A brief history of Alissa's collection of bamf park district skills.

Teaching English has put me in touch with an interesting cross section of Middle Eastern society. In addition to dozens of gum chewing, giggly university students (whom I adore), I've had students who were diplomats at the Arab League, translators for the U.S. army in Afghanistan and Iraq, the head of Sony Ericsson in Egypt, the head of AT&T Egypt's marketing department, an Algerian documentary film director and her filmmaker daughter. I've had Italians, Kurds, Djiboutians, Sudanese, Korean, Algerian, and Lebanese students. 

Last night, though, I met a real gem: the female Karate champion of Africa and the Middle East, who also works as a news editor for Nile News on the side. In a country known for its ample helpings of falafel and baklava and plump waistlines, I rarely meet anyone who exercises, much less wins regional championships--or veiled women who could break me with their karate chop. 

Meeting this student unearthed a memory buried deep within my pre-adolescent psyche, and I thought it would be a good time to share it with all of you, my dear readers.

We were a park district family. Like many good, active, suburban families, we signed up for after-school clubs and activities with gusto. Over the course of my elementary school years, I learned to line dance, fold origami, fold napkins (I can still make a mean Bishop's Hat design). I took a course in yoga, played softball, tried volleyball and--for six years--rocked out an advanced beginner's gymnastics class. I never moved past advanced beginners, despite the fact that I was a foot taller and five years older than most the other students, because I wasn't flexible enough to do a proper backbend. Rather, my friend Christine and I would wobble on the balance beam and giggle uproariously. I don't regret a minute of my stagnated gymnastics career, nor do I regret any of my purple/teal spandex gymnastics outfits. It's never a bad time to wear an 80's inspired flower print leotard.

But until I met my Karate diva student, I had nearly forgotten that I had also once taken a self-defense class at our local rec center sometime in junior high. True rec center style, this was some kind of bizarre conglomeration of martial arts styles taught by an overweight, balding man with two bad knees and a bad hip.

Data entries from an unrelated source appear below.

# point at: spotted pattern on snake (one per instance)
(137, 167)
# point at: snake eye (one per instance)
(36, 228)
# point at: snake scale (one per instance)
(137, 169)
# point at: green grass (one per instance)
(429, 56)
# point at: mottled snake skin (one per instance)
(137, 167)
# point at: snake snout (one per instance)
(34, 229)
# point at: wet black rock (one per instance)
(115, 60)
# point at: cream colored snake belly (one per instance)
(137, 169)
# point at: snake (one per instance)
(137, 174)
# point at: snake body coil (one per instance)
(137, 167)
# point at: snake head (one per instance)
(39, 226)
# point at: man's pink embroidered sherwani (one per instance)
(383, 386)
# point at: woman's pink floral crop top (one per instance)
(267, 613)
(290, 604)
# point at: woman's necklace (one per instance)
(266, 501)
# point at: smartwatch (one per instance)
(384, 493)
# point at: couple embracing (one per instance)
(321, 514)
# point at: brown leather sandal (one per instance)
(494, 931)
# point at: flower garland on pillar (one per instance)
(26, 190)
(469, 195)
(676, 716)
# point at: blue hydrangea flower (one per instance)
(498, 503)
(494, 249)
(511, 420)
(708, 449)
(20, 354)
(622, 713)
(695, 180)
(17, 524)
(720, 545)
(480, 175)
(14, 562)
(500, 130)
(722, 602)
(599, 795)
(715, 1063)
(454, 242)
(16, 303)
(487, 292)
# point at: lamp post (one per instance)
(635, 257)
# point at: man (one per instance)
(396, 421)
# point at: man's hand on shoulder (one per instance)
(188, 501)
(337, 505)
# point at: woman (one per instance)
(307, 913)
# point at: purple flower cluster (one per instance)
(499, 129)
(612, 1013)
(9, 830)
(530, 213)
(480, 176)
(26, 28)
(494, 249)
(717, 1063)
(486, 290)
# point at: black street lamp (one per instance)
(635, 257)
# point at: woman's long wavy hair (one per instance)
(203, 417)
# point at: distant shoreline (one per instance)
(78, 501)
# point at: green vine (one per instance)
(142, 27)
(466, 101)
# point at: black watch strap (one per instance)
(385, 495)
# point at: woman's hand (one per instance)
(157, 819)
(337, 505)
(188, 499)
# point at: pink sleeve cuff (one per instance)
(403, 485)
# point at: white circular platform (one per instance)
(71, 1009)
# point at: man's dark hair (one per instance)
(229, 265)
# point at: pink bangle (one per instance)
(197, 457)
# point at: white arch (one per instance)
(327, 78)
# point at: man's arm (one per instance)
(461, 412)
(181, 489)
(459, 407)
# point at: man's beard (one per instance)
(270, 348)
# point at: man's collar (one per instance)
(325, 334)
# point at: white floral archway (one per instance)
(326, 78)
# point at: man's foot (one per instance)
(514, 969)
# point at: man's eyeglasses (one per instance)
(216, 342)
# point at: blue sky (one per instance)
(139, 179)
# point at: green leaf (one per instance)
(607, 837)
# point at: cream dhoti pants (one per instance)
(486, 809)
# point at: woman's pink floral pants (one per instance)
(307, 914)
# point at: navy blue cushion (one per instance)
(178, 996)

His hip was so creaky that he actually had to kick backwards, behind him, rather than out to the side, because his leg just didn't move that way anymore. 

In the class? A six year old Indian boy named Mickey, a middle aged couple trying to save their marriage by pummeling each other in a controlled environment with padded floors, and me. This left me trying to flip poor Mickey on to the mat without breaking him. As much as I can recall, we spent three weeks learning how to break our fall (useful for a clumsy person, I suppose) and learning how to break out of a hold. I tried this last maneuver with my guy friends several times, never successfully. 

Needless to say, with this beginning in martial arts, there was no way I was going to become the next Budoaikijutso champion of Africa and the Middle East, much less of Palatine, Illinois. Instead, I'll simply wish the best of luck to my new student.